Patchwork Improve andq $0xffffffff, %reg handling (PR target/53110)

login
register
mail settings
Submitter Uros Bizjak
Date April 30, 2012, 12:54 p.m.
Message ID <CAFULd4aXx3Lbweow+5FoFeHA-3ud2r-6ckz7XEzK3jWazvG18A@mail.gmail.com>
Download mbox | patch
Permalink /patch/155859/
State New
Headers show

Comments

Uros Bizjak - April 30, 2012, 12:54 p.m.
On Thu, Apr 26, 2012 at 5:34 PM, Uros Bizjak <ubizjak@gmail.com> wrote:
> On Thu, Apr 26, 2012 at 5:28 PM, Jakub Jelinek <jakub@redhat.com> wrote:
>
>>> > We have a splitter for reg1 = reg2 & 0xffffffff, but only if regnums
>>> > are different.  But movl %edi, %edi is a cheaper variant of
>>> > andq $0xffffffff, %rdi even with the same register and doesn't clobber
>>> > flags, so this patch attempts to expand it as a zero extension early.
>>> >
>>> > Bootstrapped/regtested on x86_64-linux and i686-linux, ok for trunk?
>>> >
>>> > 2012-04-25  Jakub Jelinek  <jakub@redhat.com>
>>> >
>>> >        PR target/53110
>>> >        * config/i386/i386.md (and<mode>3): For andq $0xffffffff, reg
>>> >        instead expand it as zero extension.
>>>
>>> Perhaps we can go all the way and also convert ANDs with $0xff and
>>> $0xffff to relevant zero_extend patterns, like in the referred
>>> splitter.
>>
>> I wasn't sure about 0xffff, on which CPUs it would be a win and on which it
>> would not.  0xffffffff is a win always.

It is always a win, especially when loading from memory.

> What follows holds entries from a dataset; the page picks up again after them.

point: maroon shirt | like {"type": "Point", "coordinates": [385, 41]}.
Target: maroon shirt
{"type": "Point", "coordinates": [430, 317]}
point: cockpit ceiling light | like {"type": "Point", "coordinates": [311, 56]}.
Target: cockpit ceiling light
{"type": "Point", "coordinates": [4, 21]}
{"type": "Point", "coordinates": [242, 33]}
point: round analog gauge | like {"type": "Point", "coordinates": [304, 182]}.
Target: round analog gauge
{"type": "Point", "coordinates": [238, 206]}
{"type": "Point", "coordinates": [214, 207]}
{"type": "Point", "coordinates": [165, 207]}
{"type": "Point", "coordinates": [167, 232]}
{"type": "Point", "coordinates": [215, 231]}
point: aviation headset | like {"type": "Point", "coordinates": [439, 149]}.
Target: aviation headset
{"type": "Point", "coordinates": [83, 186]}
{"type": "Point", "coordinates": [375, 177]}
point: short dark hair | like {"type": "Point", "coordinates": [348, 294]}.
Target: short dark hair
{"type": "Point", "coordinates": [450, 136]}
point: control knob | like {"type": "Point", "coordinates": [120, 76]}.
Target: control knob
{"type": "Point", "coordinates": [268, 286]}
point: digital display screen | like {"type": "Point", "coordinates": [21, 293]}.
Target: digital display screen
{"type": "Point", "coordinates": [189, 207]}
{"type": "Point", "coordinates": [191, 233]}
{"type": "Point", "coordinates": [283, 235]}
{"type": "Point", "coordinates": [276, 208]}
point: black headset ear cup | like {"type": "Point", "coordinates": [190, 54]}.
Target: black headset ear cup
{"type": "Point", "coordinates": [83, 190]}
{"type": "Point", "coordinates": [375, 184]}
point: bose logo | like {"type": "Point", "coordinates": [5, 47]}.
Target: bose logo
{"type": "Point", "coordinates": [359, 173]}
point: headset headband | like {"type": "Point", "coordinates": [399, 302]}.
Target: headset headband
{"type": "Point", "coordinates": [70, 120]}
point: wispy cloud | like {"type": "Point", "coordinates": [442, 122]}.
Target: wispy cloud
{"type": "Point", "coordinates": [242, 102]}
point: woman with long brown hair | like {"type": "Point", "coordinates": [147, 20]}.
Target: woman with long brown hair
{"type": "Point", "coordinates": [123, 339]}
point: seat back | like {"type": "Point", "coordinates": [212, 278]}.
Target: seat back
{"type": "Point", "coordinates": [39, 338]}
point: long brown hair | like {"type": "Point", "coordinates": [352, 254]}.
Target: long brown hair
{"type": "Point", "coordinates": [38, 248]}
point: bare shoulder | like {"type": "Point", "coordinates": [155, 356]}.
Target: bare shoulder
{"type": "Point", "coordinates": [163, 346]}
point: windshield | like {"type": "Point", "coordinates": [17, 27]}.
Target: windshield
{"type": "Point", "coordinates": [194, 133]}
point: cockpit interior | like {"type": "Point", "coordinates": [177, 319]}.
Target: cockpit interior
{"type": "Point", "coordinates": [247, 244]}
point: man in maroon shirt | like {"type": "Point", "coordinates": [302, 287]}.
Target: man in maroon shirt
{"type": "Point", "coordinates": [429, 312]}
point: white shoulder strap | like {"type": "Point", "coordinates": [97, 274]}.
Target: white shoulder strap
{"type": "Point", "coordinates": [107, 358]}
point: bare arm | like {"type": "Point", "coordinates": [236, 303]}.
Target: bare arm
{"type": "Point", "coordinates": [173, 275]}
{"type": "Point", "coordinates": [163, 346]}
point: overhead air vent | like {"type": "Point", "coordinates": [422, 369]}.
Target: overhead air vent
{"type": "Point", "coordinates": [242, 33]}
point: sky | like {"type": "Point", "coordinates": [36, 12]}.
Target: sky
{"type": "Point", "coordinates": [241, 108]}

In the latter
case, no execution units are used, only load (memory read) unit.

> My recent changes to zero_extend expanders should handle this
> automatically, and will undo generation of zero_extend pattern. Please
> see zero_extend<mode>si2_and expander, and how it handles
> TARGET_ZERO_EXTEND_WITH_AND targets.

Attached patch implements this idea. In addition, it fixes the
splitter to not change output mode of zero_extension from HImode and
QImode from DImode to SImode. Although they generate the same
instruction, I think we should better keep original mode here.

2012-04-30  Uros Bizjak  <ubizjak@gmail.com>

	* config/i386/i386.md (and<mode>3): Expand masking operations with
	0xff, 0xffff or 0xffffffff immediates to corresponding zero_extend RTX.
	(and splitter): Split to DImode zero_extend RTX for DImode operand[0].

Patch was bootstrapped and regression tested on x86_64-pc-linux-gnu
{,-m32} and committed to mainline SVN.

Uros.
Jakub Jelinek - April 30, 2012, 1:10 p.m.
On Mon, Apr 30, 2012 at 02:54:05PM +0200, Uros Bizjak wrote:
> > My recent changes to zero_extend expanders should handle this
> > automatically, and will undo generation of zero_extend pattern. Please
> > see zero_extend<mode>si2_and expander, and how it handles
> > TARGET_ZERO_EXTEND_WITH_AND targets.
> 
> Attached patch implements this idea. In addition, it fixes the
> splitter to not change output mode of zero_extension from HImode and
> QImode from DImode to SImode. Although they generate the same
> instruction, I think we should better keep original mode here.

Thanks.  I was trying this morning slightly different patch for the same,
but strangely it failed bootstrap, and didn't get around to analysing
why a mem store had (zero_extend (subreg (reg))) on a RHS.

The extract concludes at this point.